= Arrington High =

American journalist

Arrington High (1910–1988) was an American journalist and newspaper publisher. He published the Eagle Eye newspaper in Jackson, Mississippi, and was an advocate for African American civil rights.

== Biography ==
Source:

Arrington High was born in 1910 to an African American mother and a Euro-American father. He published the Eagle Eye newspaper in Jackson, Mississippi. High wrote and published the Eagle Eye from his own home, located on Maple Street in Jackson. This weekly newspaper, a two-page mimeographed broadside, was published for 14 years. Copies of the newspaper were sold for ten cents and were available for purchase directly from High or from the Farish Street Newsstand. High was known for being a strong, outspoken advocate for social equality and civil rights. The banner of Eagle Eye read, "America's greatest newspaper, bombarding segregation and discrimination."

Arrington High’s journalism evoked criticism and more within Mississippi. Initially, High was fined for publishing criticism of school segregation. He was later surveilled by the Mississippi Sovereignty Commission. He was arrested for selling literature without a permit.
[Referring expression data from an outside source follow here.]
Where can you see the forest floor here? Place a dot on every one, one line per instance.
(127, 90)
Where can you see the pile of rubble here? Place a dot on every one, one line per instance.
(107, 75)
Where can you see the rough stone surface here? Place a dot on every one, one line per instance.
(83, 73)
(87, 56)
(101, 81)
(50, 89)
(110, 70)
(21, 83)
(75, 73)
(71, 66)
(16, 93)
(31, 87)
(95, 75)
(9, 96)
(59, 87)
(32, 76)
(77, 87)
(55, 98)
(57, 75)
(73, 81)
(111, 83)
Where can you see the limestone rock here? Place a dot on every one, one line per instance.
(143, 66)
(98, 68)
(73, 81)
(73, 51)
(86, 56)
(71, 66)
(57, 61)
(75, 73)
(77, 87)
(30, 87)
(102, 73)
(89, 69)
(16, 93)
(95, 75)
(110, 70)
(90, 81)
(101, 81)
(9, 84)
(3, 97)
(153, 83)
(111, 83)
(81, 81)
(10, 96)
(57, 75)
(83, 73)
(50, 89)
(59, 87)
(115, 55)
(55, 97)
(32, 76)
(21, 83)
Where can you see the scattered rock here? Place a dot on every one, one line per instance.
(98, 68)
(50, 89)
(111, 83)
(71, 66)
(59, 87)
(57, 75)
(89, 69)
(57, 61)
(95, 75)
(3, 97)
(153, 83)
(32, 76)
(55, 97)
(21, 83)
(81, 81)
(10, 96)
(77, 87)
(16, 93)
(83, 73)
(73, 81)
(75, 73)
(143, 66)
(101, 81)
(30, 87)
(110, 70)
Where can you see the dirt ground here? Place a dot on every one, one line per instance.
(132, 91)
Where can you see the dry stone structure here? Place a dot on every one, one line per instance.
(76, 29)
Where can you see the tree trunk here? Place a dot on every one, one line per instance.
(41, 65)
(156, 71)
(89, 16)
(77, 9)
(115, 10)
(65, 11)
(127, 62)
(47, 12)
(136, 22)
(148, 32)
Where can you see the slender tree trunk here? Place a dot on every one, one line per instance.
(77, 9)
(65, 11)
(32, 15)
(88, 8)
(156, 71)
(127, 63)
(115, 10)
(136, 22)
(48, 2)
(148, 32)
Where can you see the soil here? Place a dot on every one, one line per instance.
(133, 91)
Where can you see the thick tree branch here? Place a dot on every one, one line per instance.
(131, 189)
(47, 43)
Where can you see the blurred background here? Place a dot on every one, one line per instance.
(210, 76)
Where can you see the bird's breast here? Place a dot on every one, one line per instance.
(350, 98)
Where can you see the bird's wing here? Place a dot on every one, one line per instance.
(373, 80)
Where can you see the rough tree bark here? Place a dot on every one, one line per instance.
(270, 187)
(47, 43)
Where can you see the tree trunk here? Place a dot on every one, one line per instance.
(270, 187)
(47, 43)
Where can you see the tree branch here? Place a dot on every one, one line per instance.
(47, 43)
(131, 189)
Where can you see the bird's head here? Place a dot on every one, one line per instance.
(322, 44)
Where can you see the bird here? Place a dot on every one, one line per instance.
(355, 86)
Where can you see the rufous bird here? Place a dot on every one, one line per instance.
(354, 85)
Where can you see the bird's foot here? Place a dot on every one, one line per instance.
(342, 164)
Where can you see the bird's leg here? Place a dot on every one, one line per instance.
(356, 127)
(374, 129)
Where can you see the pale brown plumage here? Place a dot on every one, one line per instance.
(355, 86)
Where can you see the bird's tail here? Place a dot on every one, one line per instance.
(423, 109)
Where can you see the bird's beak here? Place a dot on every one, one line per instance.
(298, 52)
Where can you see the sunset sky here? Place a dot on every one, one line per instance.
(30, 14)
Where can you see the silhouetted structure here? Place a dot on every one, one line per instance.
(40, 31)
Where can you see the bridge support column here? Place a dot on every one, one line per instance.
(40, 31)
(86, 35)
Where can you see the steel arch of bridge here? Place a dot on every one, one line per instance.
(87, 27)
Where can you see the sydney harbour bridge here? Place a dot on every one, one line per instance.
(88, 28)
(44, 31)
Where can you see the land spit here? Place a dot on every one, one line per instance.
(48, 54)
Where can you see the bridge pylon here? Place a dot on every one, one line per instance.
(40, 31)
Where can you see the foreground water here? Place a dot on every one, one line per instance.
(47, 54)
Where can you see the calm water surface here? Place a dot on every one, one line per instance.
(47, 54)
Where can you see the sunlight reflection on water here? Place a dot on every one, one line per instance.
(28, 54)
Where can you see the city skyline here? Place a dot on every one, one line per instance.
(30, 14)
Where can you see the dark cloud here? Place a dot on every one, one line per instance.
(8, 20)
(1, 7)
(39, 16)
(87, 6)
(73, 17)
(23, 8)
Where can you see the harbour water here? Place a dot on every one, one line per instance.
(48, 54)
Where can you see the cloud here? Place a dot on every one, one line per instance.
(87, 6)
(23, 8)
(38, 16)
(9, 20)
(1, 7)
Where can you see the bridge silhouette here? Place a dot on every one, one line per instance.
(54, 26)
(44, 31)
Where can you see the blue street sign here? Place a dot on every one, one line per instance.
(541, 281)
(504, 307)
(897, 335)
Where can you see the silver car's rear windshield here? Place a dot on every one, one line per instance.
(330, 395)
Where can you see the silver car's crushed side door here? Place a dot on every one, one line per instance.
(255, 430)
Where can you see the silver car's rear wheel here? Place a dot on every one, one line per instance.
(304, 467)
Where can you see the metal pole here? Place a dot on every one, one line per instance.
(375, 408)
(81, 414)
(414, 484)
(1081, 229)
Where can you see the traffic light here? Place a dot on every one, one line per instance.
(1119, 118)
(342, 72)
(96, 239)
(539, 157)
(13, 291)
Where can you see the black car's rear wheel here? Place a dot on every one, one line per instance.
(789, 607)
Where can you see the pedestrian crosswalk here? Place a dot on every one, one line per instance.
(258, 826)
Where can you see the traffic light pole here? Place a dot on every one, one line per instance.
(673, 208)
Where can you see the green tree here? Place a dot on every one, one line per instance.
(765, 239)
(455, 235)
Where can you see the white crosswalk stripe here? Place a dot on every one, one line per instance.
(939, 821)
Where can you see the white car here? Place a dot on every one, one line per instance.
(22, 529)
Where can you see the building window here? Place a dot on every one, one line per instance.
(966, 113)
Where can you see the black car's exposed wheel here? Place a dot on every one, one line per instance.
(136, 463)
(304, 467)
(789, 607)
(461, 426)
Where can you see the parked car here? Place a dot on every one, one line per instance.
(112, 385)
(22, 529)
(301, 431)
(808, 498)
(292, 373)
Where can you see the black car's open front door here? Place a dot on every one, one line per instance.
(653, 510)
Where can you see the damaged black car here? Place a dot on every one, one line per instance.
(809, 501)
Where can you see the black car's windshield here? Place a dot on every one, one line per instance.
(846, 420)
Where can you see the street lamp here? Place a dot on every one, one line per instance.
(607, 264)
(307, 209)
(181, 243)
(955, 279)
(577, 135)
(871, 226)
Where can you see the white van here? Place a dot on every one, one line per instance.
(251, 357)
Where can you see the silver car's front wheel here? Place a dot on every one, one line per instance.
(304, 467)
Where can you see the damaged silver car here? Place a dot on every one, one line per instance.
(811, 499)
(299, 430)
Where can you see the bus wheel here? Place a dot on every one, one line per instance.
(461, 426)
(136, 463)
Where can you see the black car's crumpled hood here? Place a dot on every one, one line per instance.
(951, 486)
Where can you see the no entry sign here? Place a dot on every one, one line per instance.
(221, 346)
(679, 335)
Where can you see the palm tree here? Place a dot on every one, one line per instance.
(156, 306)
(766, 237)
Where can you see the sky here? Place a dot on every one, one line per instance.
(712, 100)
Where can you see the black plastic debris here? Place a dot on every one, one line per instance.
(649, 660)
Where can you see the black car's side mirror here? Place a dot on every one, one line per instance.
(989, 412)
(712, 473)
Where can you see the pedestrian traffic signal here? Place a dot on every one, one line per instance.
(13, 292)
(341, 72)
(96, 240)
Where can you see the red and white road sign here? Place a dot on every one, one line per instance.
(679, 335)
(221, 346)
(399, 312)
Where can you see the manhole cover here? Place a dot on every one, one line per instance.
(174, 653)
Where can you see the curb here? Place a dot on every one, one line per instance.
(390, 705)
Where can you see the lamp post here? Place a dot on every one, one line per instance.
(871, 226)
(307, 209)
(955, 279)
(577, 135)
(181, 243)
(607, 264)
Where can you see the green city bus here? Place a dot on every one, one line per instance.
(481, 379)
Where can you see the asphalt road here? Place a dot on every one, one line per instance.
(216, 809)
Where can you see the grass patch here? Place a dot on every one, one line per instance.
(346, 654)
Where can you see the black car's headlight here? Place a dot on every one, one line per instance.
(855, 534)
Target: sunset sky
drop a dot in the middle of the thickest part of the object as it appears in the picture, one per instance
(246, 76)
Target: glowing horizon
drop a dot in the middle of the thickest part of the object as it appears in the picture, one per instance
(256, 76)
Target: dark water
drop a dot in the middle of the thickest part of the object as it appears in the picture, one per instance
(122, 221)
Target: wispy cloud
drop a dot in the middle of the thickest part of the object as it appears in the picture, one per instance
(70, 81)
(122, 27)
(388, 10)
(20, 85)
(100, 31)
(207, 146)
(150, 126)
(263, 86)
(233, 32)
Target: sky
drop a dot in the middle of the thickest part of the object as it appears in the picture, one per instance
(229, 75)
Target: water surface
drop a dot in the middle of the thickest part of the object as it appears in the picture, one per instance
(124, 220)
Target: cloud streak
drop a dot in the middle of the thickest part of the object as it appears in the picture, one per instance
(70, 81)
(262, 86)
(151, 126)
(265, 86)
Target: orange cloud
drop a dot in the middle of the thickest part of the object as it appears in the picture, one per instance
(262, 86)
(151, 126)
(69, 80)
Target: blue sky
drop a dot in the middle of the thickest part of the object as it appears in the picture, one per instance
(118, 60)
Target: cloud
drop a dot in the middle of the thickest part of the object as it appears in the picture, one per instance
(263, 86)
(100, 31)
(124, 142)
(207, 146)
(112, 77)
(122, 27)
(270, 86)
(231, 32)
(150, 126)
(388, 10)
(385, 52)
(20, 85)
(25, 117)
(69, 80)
After publishing criticism of white segregationists consorting with prostitutes at a "colored" brothel, he was committed to the Mississippi State Asylum (originally opened in 1935 as the Mississippi Lunatic Asylum) in Whitfield near Jackson in October of 1957. There he was forced to work at a local dairy isolated in the woods.

On February 7 at 5:04 am, he went out to milk the cows and begin his escape. After entering a car caravan, he escaped Mississippi by climbing in a casket to be shipping to Chicago. At the 12th street station in Chicago, he was greeted by Dr. T.R.M. Howard who had himself migrated from Mississippi several years before. He continued publishing his newssheet from Chicago. He promoted conspiracy theories in his later publishing career. He died while living with his daughter in Chicago.